Abbayes de Thélème à l'usage des jeunes générations












ASHA
Œuvre numérique
Les Amants volants
Juin 2006









Chère amie,


Puisque vous me le demandez, voici un très bref résumé de l’histoire et une présentation de l’œuvre en question.

Nous nous sommes rencontrés, Héloïse et moi, à l’été 1992.

Nous avons fondé avec quelques amis un mouvement « littéraire et artistique » en décembre de la même année, sur les rivages de l’océan Indien.

Dix ans plus tard, les éditions Gallimard ont publié le Manifeste sensualiste, que j’avais écrit, résumant nos recherches poétiques et théoriques sur l’amour et le merveilleux, — puisque tel est le sujet de ces recherches.

L’année précédente, en 2001, Héloïse avait exposé — de façon authentiquement « underground », puisque la « galerie » était vraiment sous une rue — dans le cadre d’une manifestation d’art contemporain, manifestation à laquelle elle a participé également en 2002. On pourrait retrouver dans les archives de quelques journaux les articles élogieux qui lui avaient été consacrés.

Le soutien aux gens de lettres et aux artistes — intermittents du Spectacle — dans notre pays fonctionne ainsi : des séjours en résidence, accompagnés de manifestations (publications, interventions, expositions) ; le tout plus ou moins agréablement accompagné de banquets et de mondanités, — elles aussi plus ou moins plaisantes.

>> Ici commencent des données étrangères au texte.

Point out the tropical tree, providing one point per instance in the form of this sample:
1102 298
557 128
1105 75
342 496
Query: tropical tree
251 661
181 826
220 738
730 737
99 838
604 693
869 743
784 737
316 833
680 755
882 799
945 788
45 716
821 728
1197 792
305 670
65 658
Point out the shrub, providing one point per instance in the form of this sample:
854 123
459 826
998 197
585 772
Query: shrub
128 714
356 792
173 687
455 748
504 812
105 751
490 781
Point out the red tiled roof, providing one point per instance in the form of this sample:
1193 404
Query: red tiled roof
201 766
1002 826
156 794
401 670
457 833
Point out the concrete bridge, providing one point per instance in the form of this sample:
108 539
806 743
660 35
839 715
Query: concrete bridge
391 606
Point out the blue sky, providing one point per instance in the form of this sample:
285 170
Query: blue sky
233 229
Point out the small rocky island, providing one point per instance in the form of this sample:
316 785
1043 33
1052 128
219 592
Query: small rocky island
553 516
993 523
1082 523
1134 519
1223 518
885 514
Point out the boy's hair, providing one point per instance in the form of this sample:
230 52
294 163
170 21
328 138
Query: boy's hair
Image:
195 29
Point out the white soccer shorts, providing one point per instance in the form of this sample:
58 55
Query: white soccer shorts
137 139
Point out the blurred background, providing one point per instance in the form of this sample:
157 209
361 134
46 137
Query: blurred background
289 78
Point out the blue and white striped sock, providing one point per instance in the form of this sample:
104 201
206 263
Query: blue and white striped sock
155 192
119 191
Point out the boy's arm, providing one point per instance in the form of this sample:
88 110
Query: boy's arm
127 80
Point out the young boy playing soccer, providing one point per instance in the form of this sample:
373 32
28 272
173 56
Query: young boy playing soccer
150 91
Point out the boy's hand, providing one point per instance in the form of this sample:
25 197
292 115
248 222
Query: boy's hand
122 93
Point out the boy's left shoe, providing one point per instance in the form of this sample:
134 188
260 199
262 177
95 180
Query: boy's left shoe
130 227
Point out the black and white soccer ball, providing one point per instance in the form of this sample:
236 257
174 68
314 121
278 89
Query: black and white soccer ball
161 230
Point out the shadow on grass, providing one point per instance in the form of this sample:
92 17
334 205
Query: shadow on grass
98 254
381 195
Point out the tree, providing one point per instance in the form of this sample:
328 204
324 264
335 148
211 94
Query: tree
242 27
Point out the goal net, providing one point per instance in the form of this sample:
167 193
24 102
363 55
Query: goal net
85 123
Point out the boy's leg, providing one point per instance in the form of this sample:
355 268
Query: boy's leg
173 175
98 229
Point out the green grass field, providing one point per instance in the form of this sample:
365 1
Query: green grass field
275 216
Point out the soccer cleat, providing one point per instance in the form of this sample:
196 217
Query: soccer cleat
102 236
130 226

Vous comprendrez facilement que notre « art », reflet d’éblouissements intimes non programmables, n’a rien à faire avec ce système, pourtant favorable aux artistes et aux écrivains de métier.

Si je devais faire un parallèle avec la vie religieuse, je dirais que de même que l’on distingue le clergé séculier — qui agit dans le siècle, donc, et qui ne dédaigne pas la pompe et le faste, dont il se sert dans son œuvre d’édification des consciences (Bossuet, en son temps, était une « star », si j’ose dire) — des ordres réguliers, qui vivent dans le retrait du monde, où le moine attend l’éblouissement mystique — attend de faire un avec la Déité, aurait dit Maître Eckhart —, de même on pourrait distinguer les artistes et les auteurs séculiers, l’immense majorité, qui vivent dans leur époque et recherchent la célébrité, la gloire et, plus secrètement, la satisfaction des travers que leur donne leur injouissance mystique et voluptueuse — que nous sommes les premiers à avoir diagnostiquée comme la vraie cause de la peste émotionnelle qui marque l’ère sado-masochiste patriarcale —, et les artistes contemplatifs, qui attendent tout des éblouissements poétiques, et qui ne vivent que par et pour cela. 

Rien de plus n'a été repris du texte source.